Des comètes découvertes sur les images transmises par le satellite SOHO ont été mesurées et annoncées par les circulaires MPEC 2004-X23 et MPEC 2004-X24. Ces comètes appartiennent au groupe de Kreutz.

 

C/2004 T6 (SOHO) (H. Su)

C/2004 T7 (SOHO) (T. Hoffman)

C/2004 U4 (SOHO) (B. Zhou)

C/2004 U5 (SOHO) (H. Otterstedt)

C/2004 U6 (SOHO) (R. Kracht)

C/2004 U7 (SOHO) (X. Gao)

http://cfa-www.harvard.edu/mpec/K04/K04X23.html (MPEC 2004-X23)

 

C/2004 U8 (SOHO) (X. Leprette)

C/2004 U9 (SOHO) (T. Hoffman)

C/2004 U10 (SOHO) (J. Sachs)

C/2004 U11(SOHO) (H. Su)

C/2004 U12 (SOHO) (B. Zhou) 

http://cfa-www.harvard.edu/mpec/K04/K04X24.html (MPEC 2004-X24)

   


Le 07 Décembre 2004

Second Noël exceptionnel pour l'ESA : La sonde spatiale Huygens entame son voyage final vers Titan

 

Crédit : NASA/JPL/Caltech

 

Communiqué de Presse de l'ESA N° 63-2004

 

Un an après l'arrivée de "Mars Express" sur la planète rouge, les lois de la mécanique céleste ont voulu que le jour de Noël coïncide une fois encore avec un événement très important pour l'ESA : la séparation du couple Cassini-Huygens le 25 décembre et l'ultime voyage de la sonde européenne vers Titan.
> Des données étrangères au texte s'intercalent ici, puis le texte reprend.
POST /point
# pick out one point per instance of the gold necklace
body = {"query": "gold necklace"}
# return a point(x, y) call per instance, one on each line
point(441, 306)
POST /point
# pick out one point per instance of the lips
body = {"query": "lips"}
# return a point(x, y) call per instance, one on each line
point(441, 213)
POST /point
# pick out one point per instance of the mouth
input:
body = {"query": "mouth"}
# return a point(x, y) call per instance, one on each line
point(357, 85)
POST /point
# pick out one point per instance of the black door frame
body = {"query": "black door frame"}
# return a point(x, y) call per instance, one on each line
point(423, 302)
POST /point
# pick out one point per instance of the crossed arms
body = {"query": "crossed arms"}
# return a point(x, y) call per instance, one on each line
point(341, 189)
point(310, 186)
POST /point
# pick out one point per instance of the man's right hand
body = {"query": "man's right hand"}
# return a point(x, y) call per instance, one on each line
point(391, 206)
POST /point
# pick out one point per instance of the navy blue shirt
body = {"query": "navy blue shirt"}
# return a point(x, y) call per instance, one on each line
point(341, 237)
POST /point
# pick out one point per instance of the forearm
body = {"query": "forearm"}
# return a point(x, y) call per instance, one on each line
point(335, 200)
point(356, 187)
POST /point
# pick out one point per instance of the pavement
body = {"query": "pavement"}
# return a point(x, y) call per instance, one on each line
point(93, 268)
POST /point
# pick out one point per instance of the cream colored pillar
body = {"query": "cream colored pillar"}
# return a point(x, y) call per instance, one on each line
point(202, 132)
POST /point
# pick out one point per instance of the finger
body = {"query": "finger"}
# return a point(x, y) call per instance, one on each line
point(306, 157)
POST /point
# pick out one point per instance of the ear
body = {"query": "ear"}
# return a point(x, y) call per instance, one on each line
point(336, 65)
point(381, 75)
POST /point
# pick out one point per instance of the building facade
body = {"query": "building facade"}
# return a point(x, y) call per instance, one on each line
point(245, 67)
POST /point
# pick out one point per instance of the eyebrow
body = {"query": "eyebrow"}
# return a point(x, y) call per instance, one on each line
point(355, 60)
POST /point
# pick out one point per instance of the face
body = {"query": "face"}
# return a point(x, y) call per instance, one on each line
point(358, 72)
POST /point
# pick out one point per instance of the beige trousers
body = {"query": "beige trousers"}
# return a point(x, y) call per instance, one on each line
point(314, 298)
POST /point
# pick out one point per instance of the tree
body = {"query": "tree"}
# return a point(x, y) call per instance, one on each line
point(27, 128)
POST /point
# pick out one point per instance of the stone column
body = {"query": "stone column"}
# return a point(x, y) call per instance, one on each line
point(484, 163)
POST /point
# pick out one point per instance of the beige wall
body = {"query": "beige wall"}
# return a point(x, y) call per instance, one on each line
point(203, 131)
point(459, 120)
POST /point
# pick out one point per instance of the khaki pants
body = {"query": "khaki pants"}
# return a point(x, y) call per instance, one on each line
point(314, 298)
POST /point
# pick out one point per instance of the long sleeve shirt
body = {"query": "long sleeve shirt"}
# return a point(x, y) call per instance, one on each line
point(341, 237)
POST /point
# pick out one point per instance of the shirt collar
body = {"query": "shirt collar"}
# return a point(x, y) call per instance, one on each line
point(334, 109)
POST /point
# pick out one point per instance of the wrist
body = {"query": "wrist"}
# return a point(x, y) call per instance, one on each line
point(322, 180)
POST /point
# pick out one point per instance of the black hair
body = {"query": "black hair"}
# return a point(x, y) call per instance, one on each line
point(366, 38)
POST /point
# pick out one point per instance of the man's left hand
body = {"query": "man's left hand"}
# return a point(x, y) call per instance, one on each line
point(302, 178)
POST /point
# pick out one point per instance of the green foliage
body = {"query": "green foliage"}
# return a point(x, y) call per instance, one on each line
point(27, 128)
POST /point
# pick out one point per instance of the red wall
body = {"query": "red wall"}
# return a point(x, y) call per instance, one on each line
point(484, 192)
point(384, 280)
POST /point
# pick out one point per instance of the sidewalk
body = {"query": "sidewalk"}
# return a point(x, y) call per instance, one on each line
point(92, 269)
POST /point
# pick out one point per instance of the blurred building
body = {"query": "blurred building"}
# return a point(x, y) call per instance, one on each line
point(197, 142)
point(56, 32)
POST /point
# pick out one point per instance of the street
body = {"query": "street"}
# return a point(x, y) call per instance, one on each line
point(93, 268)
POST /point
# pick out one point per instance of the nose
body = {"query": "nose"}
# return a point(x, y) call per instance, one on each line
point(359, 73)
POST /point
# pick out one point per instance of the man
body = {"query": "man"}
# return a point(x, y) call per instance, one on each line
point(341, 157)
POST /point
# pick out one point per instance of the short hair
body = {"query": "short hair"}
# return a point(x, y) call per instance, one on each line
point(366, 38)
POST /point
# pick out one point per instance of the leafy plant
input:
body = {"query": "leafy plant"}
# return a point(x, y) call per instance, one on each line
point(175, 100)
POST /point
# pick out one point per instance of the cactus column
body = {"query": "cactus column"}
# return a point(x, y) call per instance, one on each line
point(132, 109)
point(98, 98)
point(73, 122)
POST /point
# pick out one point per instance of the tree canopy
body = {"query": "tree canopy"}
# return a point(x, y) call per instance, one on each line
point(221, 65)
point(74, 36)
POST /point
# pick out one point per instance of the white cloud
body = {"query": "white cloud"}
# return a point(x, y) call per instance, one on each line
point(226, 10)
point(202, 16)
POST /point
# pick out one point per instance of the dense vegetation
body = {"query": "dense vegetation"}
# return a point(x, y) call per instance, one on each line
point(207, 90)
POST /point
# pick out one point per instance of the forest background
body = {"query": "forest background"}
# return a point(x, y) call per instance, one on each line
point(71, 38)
C'est le 14 janvier 2005, à une distance de 1,25 milliard de km de la Terre et après 7 ans de voyage à travers le Système solaire, que Huygens plongera dans l'atmosphère de Titan, la plus grande et la plus mystérieuse des lunes de Saturne. La sonde européenne sera le premier véhicule spatial à venir ainsi explorer "in situ" cet environnement sans équivalent, dont la composition chimique paraît très proche de celle de l'atmosphère de la Terre primitive, juste avant que la vie n'y fasse son apparition il y a 3,8 milliards d'années.

Le couple Cassini-Huygens - mission réalisée en commun par la NASA, l'ESA et l'Agence spatiale italienne (ASI) - a été lancé dans l'espace le 15 octobre 1997. Il lui a fallu près de 7 ans, et plusieurs manoeuvres d'assistance gravitationnelle effectuées lors de survols de Vénus, de la Terre et de Jupiter, pour atteindre son objectif. L'orbiteur Cassini, transportant Huygens sur son flanc, s'est placé en orbite autour de Saturne le 1er juillet 2004, pour une mission d'étude de la planète aux anneaux et de ses lunes qui durera au moins quatre ans. Le premier 
survol lointain de Titan par Cassini-Huygens a eu lieu les 2 et 3 juillet 2004. Il a permis de recueillir des données sur l'atmosphère de Titan qui ont ensuite été confirmées lors d'un premier survol proche réalisé le 26 octobre 2004 à une altitude de 1174 km. Ces données - comme celles qui seront recueillies lors d'un second survol proche de Titan prévu le 13 décembre à une altitude de 1200 km - serviront à valider les conditions d'entrée atmosphérique de la sonde.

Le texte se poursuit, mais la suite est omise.